Tüm bunların aksine böyle bir yargılama Putin’i ve yakın çevresini korkutup barış masasına oturmaya zorlayabilir diyenler de var. Ancak Putin’i bunca senedir tanıyoruz ve geçmişteki hareketlerini göz önüne aldığımızda böyle bir mahkemenin kurulmasına agresif bir misilleme ile karşılık verme ihtimalinin yüksek olduğu düşüncesindeyim. Ayrıca böyle bir mahkemenin kurulmasının sadece sembolik bir anlamı olur çünkü dünyada Putin’i yargılamak için fiziksel olarak mahkeme önüne çıkarabilecek hiçbir kuvvet yoktur.Yapılabilecek herhangi bir yargılama sadece Putin’in gıyabında olacaktır. Bu noktada şunu da vurgulamak gerekir ki mahkemenin sembolik bir anlamı olacaksa da Putin, mahkemenin kararının tanıyan hiçbir ülkeyi ziyaret edemeyecektir. Daha önemlisi gücünün zirvesinde olan bir lidere karşı kurulacak idealist bir mahkeme, Putin’i fiziksel olarak hapishaneye koyacak güce sahip olmasa da dünya tarihine onurlu bir girişim olarak yazılacaktır. Ayrıca gelecekteki Putinler için caydırıcı etki yaratıp dünya barışı adına önemli bir adım olacaktır.

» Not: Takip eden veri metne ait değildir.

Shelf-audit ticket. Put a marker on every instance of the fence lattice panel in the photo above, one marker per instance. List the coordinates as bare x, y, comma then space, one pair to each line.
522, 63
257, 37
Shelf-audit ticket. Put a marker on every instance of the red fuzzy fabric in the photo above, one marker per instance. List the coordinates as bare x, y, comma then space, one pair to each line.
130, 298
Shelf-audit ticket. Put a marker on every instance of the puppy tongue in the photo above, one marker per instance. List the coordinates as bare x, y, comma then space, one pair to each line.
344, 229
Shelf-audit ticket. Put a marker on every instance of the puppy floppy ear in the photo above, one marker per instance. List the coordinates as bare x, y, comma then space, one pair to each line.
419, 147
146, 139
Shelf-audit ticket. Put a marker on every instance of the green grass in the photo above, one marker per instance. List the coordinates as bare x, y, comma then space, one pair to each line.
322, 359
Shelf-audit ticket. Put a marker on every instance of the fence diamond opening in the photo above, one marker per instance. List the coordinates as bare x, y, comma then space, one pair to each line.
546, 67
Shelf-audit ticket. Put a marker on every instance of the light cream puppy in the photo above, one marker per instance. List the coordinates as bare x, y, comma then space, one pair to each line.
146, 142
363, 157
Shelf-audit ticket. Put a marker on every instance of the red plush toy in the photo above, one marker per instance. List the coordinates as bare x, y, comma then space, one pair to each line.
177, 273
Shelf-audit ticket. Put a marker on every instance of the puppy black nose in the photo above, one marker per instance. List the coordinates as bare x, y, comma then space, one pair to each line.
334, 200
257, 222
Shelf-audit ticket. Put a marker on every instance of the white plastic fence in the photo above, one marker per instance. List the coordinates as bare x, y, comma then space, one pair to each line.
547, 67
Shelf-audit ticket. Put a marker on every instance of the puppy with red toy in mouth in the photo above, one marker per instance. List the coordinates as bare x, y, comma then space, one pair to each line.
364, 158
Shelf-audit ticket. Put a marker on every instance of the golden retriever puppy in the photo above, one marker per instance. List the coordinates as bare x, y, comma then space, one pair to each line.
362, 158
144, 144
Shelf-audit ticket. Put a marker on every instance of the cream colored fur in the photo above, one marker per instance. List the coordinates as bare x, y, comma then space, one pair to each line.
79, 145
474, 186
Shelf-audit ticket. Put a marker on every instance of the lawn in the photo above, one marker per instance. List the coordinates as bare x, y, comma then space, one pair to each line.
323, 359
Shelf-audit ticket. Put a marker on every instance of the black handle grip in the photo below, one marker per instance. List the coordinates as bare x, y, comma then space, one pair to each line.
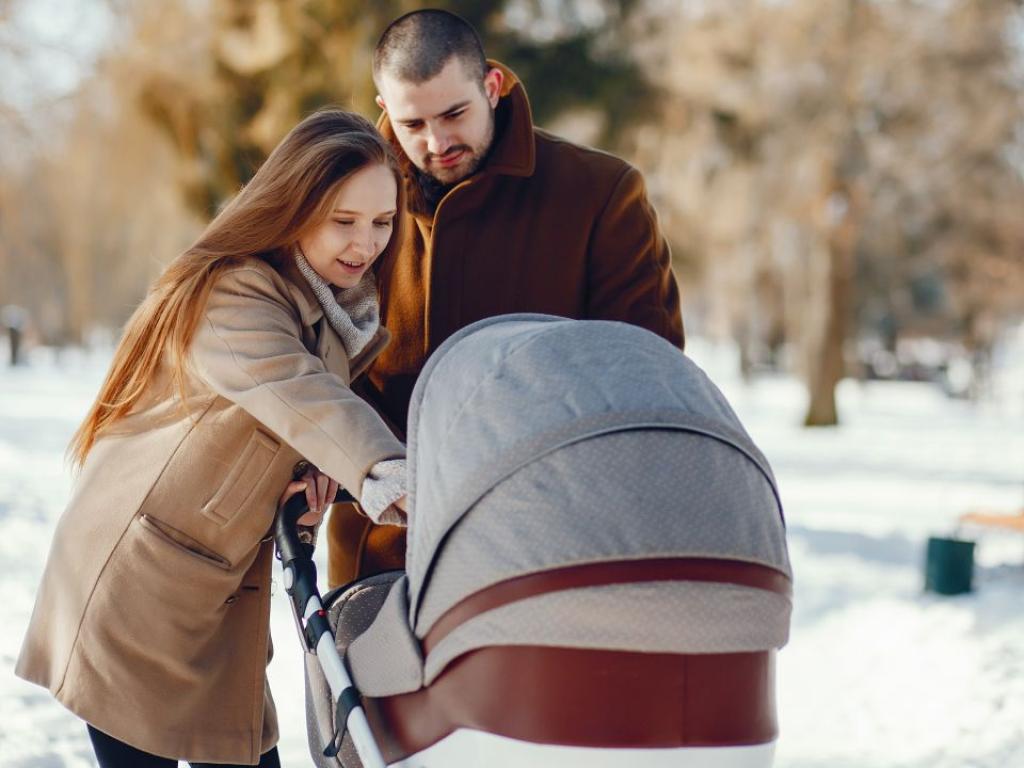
296, 557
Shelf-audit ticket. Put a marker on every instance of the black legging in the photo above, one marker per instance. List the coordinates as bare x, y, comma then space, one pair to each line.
114, 754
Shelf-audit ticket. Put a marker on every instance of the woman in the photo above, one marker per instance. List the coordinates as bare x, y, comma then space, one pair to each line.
230, 382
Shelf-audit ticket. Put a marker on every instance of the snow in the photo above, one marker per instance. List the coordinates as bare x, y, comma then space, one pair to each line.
878, 672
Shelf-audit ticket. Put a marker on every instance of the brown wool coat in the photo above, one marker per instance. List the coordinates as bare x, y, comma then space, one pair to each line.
546, 226
152, 621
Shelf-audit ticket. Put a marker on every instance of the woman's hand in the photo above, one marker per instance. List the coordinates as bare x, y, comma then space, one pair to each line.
320, 491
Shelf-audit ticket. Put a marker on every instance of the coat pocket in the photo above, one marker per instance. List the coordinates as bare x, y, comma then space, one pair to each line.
242, 479
182, 541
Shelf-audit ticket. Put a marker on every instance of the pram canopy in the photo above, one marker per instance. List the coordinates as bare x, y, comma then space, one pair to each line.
544, 445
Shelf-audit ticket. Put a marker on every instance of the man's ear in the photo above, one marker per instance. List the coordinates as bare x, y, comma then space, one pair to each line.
493, 82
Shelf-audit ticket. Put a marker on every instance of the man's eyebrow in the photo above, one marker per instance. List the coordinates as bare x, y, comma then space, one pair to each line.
449, 111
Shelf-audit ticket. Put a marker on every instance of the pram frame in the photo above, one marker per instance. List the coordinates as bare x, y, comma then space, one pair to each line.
314, 631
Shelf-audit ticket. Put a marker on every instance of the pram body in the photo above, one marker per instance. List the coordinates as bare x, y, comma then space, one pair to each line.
597, 571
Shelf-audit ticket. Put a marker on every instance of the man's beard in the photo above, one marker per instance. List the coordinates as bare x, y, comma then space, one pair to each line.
474, 158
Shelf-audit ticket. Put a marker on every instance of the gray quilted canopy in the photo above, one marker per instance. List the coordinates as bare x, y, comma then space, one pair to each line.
537, 441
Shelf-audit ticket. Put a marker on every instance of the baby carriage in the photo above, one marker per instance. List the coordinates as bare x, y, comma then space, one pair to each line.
596, 571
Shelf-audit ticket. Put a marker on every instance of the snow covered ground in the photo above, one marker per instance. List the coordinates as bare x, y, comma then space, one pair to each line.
878, 673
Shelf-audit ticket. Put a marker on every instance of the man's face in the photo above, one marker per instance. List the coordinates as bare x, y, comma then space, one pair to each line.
446, 124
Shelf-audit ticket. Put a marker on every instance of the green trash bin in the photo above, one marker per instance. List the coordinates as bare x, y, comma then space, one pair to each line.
949, 565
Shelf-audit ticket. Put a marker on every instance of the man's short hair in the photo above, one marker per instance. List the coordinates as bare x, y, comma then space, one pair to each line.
417, 46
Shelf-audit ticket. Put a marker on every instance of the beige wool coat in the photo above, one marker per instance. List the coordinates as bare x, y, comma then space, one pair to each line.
153, 617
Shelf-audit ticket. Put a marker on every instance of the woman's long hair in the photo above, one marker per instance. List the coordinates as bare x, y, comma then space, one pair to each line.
291, 193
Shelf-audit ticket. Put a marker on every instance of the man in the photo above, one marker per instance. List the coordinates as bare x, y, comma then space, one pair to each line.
503, 217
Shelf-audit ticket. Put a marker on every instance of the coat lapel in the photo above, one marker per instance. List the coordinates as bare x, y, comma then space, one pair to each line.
331, 349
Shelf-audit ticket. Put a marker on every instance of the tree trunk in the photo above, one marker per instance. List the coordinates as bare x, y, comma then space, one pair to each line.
827, 366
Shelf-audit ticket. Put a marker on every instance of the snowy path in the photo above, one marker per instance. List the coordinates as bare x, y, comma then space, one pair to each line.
877, 673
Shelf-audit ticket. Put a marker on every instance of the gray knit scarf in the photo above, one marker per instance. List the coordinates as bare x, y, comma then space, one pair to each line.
353, 312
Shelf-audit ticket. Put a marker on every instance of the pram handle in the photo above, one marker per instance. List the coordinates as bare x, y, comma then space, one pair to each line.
296, 557
314, 630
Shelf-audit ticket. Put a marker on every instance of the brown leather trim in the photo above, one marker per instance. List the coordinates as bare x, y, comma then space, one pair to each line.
601, 573
587, 697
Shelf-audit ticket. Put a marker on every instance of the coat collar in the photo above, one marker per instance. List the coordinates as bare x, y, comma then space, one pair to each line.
513, 153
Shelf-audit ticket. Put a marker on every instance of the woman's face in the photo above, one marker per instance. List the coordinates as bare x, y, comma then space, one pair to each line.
356, 229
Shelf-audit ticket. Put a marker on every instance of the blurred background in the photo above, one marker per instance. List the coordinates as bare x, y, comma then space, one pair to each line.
841, 181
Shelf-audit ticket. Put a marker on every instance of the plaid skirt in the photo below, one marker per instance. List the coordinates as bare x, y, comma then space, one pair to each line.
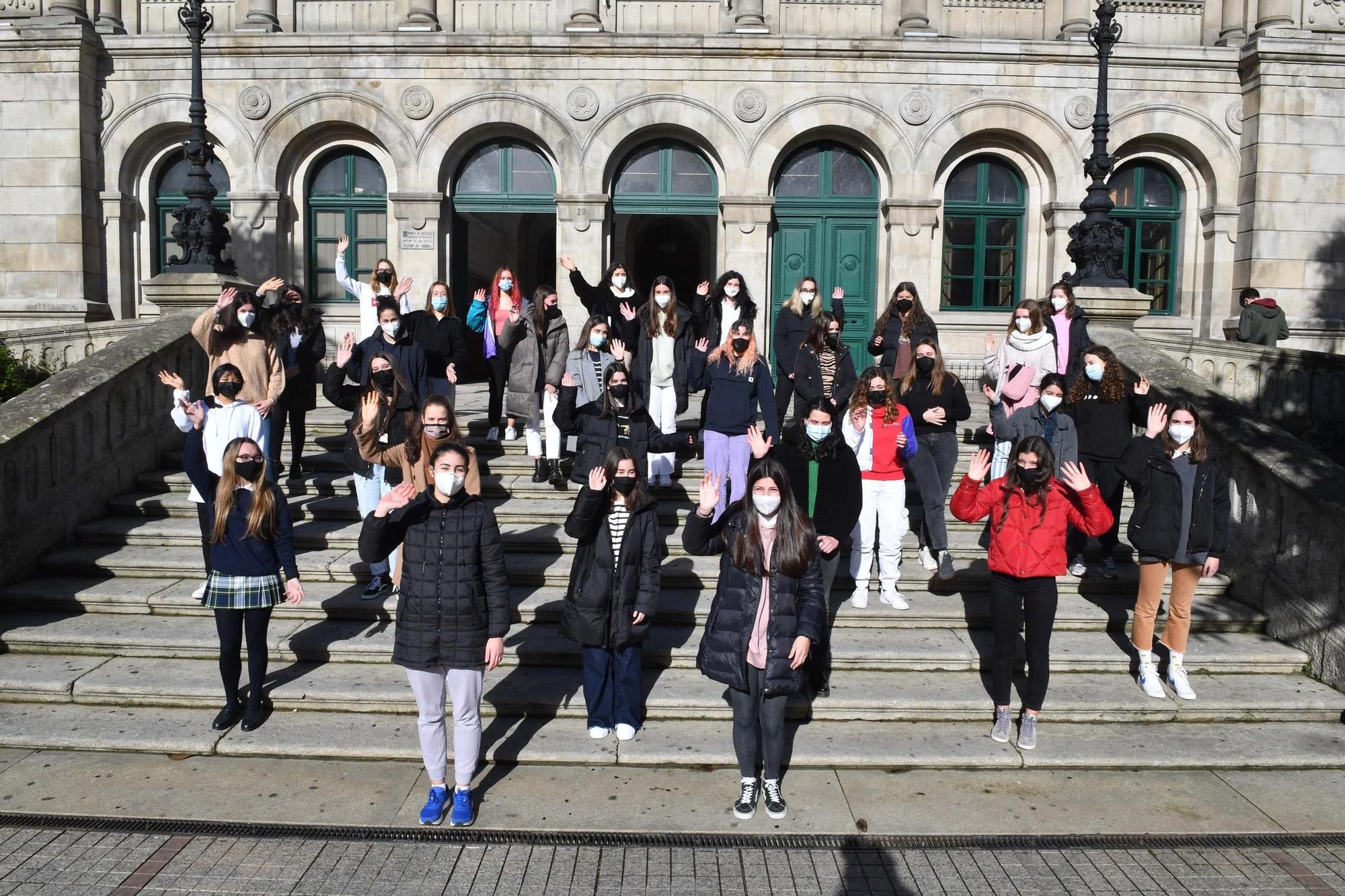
243, 592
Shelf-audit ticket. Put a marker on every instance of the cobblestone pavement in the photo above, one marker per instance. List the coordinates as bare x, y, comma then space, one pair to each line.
77, 862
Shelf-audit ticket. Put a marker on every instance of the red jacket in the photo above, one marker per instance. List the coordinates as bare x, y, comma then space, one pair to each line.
1028, 544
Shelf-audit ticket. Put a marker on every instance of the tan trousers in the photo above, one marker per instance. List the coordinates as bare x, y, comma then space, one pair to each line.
1152, 579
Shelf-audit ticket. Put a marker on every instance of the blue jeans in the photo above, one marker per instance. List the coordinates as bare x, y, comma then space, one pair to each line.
613, 686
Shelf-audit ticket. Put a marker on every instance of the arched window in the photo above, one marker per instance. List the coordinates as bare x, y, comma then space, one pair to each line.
505, 175
1149, 204
170, 197
984, 209
348, 194
666, 178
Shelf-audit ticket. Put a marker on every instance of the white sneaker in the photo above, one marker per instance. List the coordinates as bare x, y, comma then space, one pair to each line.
892, 598
1179, 682
927, 560
1151, 682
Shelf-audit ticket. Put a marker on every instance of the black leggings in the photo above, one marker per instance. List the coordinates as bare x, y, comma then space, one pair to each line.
1032, 600
232, 624
758, 727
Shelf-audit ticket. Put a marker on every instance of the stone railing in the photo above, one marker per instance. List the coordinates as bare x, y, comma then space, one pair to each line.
1288, 510
84, 435
1300, 391
59, 348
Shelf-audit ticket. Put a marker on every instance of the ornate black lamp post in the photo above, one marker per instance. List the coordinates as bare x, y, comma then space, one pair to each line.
1098, 241
202, 231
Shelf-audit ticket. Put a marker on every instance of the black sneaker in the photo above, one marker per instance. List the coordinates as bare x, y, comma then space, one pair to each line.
746, 805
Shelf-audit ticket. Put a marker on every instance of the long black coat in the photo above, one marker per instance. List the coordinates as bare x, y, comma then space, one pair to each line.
455, 595
1156, 521
597, 434
606, 592
797, 608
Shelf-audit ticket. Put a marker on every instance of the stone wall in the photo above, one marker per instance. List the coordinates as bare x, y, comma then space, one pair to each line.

Putin’i adelet önüne getirmek başarılması zor bir gaye ama bunu seslendirip ihtimallerini araştırmak onurlu bir çabadır. Belki güncel konjonktürde akılcı değil ama sağduyulu bir girişimdir. Ayrıca gelecekte benzer vakaların uluslararası camia tarafından tolere edilmeyeceğini açıkça gösteren değerli bir mesajdır.